本日のコラボ相手はケツアゴさんの「今をお嘆きのお客様へ」となります。今の所二話と少ないですが、質ははっきり言ってこちら以上。悪魔の店シリーズ以上の残酷テイストな作品となっております。どうしようもない絶望、込み上げてくる愉悦感。そう言ったものを味わいたい方にオススメの作品です。
ストレスが溜まった時に読んでみてはいかがでしょうか?

※注意:コラボ相手のキャラが出てくるのは後半に入ってからです。物凄く遅い登場ですので、そういうのがダメな方。また、コラボ先との口調や設定を比べて違和感を感じるタイプの方はあまりオススメできません。
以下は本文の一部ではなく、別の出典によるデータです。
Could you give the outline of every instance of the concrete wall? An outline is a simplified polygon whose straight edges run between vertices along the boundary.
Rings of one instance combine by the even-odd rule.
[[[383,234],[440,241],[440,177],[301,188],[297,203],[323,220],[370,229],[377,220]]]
そういうのが許せる方、どうか楽しんでくださると幸いです。





コラボスペシャル「今をお嘆きのお客様へ」

 

 

 

私の願いは、この世界への復讐。

 

 

「さようなら、我が忠実なる僕」

 

 

右腕が、胴体を貫いた。

 

 

『ご主人...様...な...んで...』

 

 

最初に殺したのは、自分の助手だった。

 

 

 

 

 

 

 

 

カランと鳴るはドアの音

コロンと鳴るはベルの音

 

 

 

悪魔の店には何でもあります

お客様の願いや要望を必ず叶えて差し上げます。

 

 

はてさ──────

 

 

 

 

 

 

 

 

 

はてさて、今回お嘆きのお客様は?

 

 

 

 

 

〜SP69 悪魔店員〜

 

 

次は、部下達。いとも容易く彼は消していく。抵抗しようが御構い無しに彼は消して行った。自分の仲間...否、人形だというのに彼は無表情で消していった。

 

 

「...次」

 

 

お客様。良い人間も悪い人間も、自分が守った人間も守れなかった人間も、全員消した。人形や、竜とは違い生暖かい感触だ。服に暫く纏わり付いたかと思えば、呆気なく冷える。どうやったところですぐさま冷えてしまう生暖かさに、ほんの少しだけ顔を歪めた。気持ち悪い。

 

 

 

 

「次」

 

 

 

神々。すぐさま行動に移す。というか一々躊躇う理由が無い。惜しい者、どうしようもない者、梃子摺る者が居たが平等に消していった。

 

 

...死神も、自分の師も、同様に消していった。笑いが込み上げてしまう。虚しくて、引き攣った笑いが。

 

 

 

 

 

 

「次」

 

 

 

仲間だ...嘗ての仲間。今はもう居ない仲間。だけどもう躊躇えない。堕ちている者が引き上がるなんて、虫の良すぎる話だ。幸いなことに、もう慣れた。方法は全く違えど、結果はあの時と同じだ。だから機械的に消した。目薬が欲しい。目が熱くて、冷えそうにないんだ。

 

 

 

 

 

 

 

 

「最後...」

 

 

1人の少女。笑っている...嫌、悲しんでいる? 涙を流しながらこちらに近付いている。ああそうか、気持ち悪い赤い噴水に包まれているからだろう。今の◼️は化け物だからだろう。残念だが、これも世界への復讐の為だ。捨ててでも私は──

 

 

 

 

「...?」

 

 

包帯を巻かれた。私はどこも傷ついていないのに、包帯を巻かれた。どこも痛くない。どこも苦しくない。どうして笑顔でいる? 私は君を消した。何も出来なかった。どうして優しくする? わたしにはそれを受ける資格など...

 

 

「っ!」

 

 

左胸を右手が貫いていた。彼女は一層悲しそうな表情。悪いとは思っている。折角包帯で治そうとしているところに、また傷をつけたのだ。誰だって泣きたいと思う。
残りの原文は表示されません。